Whining and Connection Theory

The weather has been unusually bad this summer. Either rain or it’s too hot. Or too humid. And summer doesn’t last very long anyway. The price of gas goes up on long weekends. And don’t get me started on the dollar! When it hit + 10 percent over the US dollar last year I lost a huge amount on my big summer program.

 Hey, doesn’t this sound Canadian? To the outside ear, this may sound like whining, but what do they know? This is how Canadians connect! And connecting is important, right?

 A couple of weeks ago in Berlin, I greeted the general manager of the hotel where I was working. “Guten morgen Herr Ronald. Wie geht’s?” He smiled, looked uncomfortable, mumbled something and left.

 My local meeting planner Annemarie said, Shelle, did you really want to know how he is?” “Of course not,” I replied, “it’s just that in Canada we need to exchange at least two sentences.” “Well in Germany we only need one.”

 Okay then! One sentence. I can do that. But what about the traditional German need to be perfect? “I must be perfect at all times and so must the speaker.” How do I get rid of the Perfect Directive and connect to my audience? Through a translator? Without losing my credibility?
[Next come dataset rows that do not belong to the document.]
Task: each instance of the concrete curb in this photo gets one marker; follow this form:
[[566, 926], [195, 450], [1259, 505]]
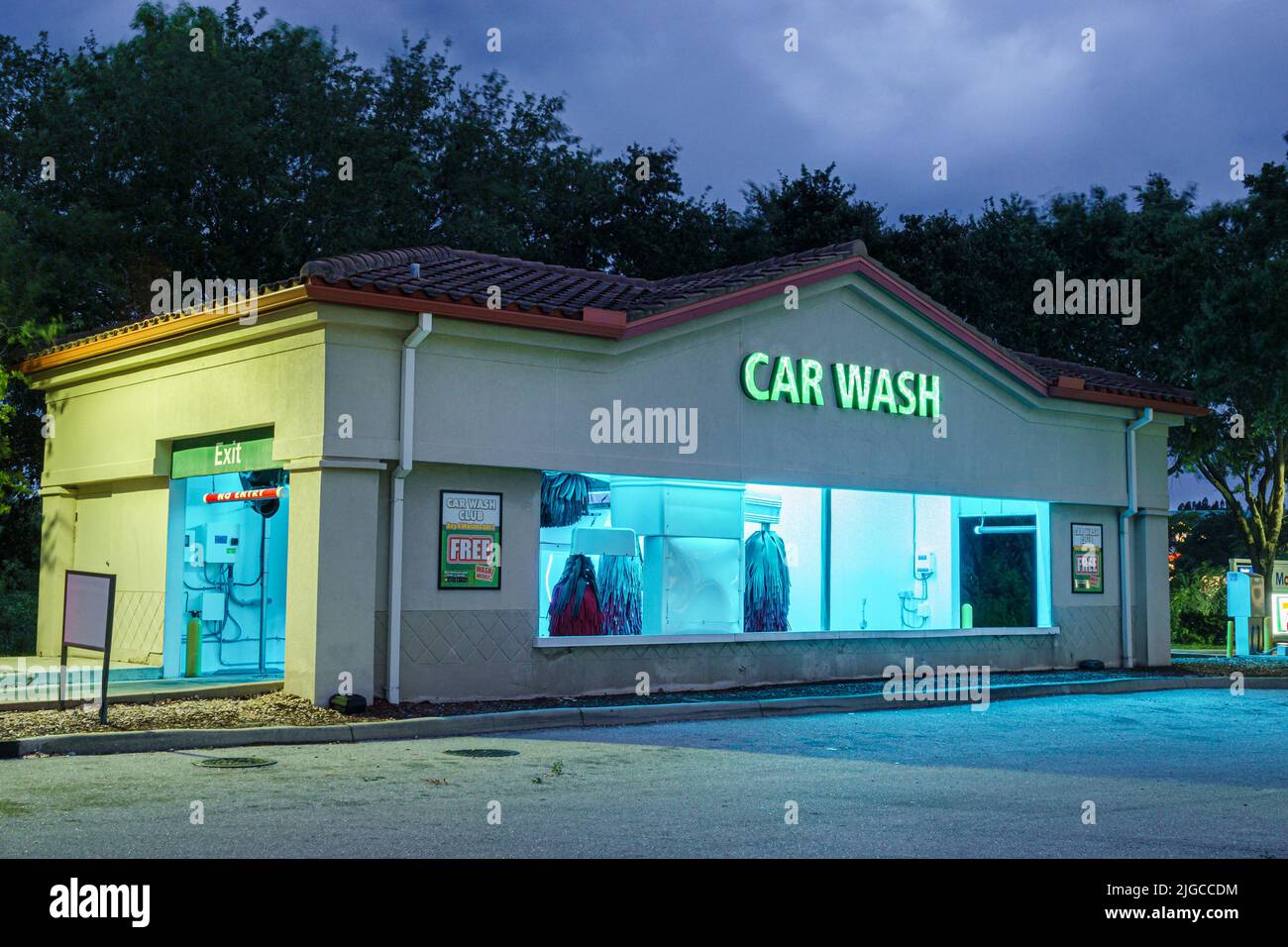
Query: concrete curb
[[519, 720], [244, 689]]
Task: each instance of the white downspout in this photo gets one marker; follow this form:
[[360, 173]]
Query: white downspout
[[1124, 536], [397, 488]]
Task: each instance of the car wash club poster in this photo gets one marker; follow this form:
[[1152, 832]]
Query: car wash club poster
[[1089, 566], [469, 540]]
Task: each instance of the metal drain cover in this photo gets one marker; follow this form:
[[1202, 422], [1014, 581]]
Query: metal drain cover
[[235, 763]]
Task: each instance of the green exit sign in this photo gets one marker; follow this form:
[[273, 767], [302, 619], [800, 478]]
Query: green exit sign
[[232, 453], [854, 386]]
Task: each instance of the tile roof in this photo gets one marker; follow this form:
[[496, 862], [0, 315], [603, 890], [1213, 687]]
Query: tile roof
[[1093, 379], [464, 277]]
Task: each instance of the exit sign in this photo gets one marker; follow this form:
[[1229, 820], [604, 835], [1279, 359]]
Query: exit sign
[[217, 454]]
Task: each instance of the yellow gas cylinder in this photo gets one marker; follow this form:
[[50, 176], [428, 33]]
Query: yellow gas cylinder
[[192, 667]]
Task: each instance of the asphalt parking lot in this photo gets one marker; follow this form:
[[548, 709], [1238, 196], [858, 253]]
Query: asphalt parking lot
[[1196, 774]]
In only one sentence?

 I gathered up my courage. Briefed my interpreters. Walked to the front of the room, smiled warmly and proceeded to screw up my attempt to use a traditional German greeting. My interpreter, standing beside me, screwed up her translation back into English, right on cue. We paused, looked at each other, both shrugged a “so who cares” kind of Gallic Shrug1 and continued.

 With one sentence we had lowered the expectations from perfect to human, made people laugh, and didn’t entirely destroy my credibility. Yeah, but something was missing. I still hadn’t quite connected to my group yet.

 “Isn’t it amazing how bad the weather has been this summer, even for northern Europe, especially when the summer doesn’t last very long?”, I commented to my group. Now everyone was shaking their heads in agreement.

 That’s it I thought! And I gave birth to The Connection Theory on the spot:2

 1. Each culture has a topic of conversation, to be discussed in a particular number of sentences or duration in time for the precise purpose of connecting rather that communicating specific information. To connect one needs to match the topic and required duration of conversation.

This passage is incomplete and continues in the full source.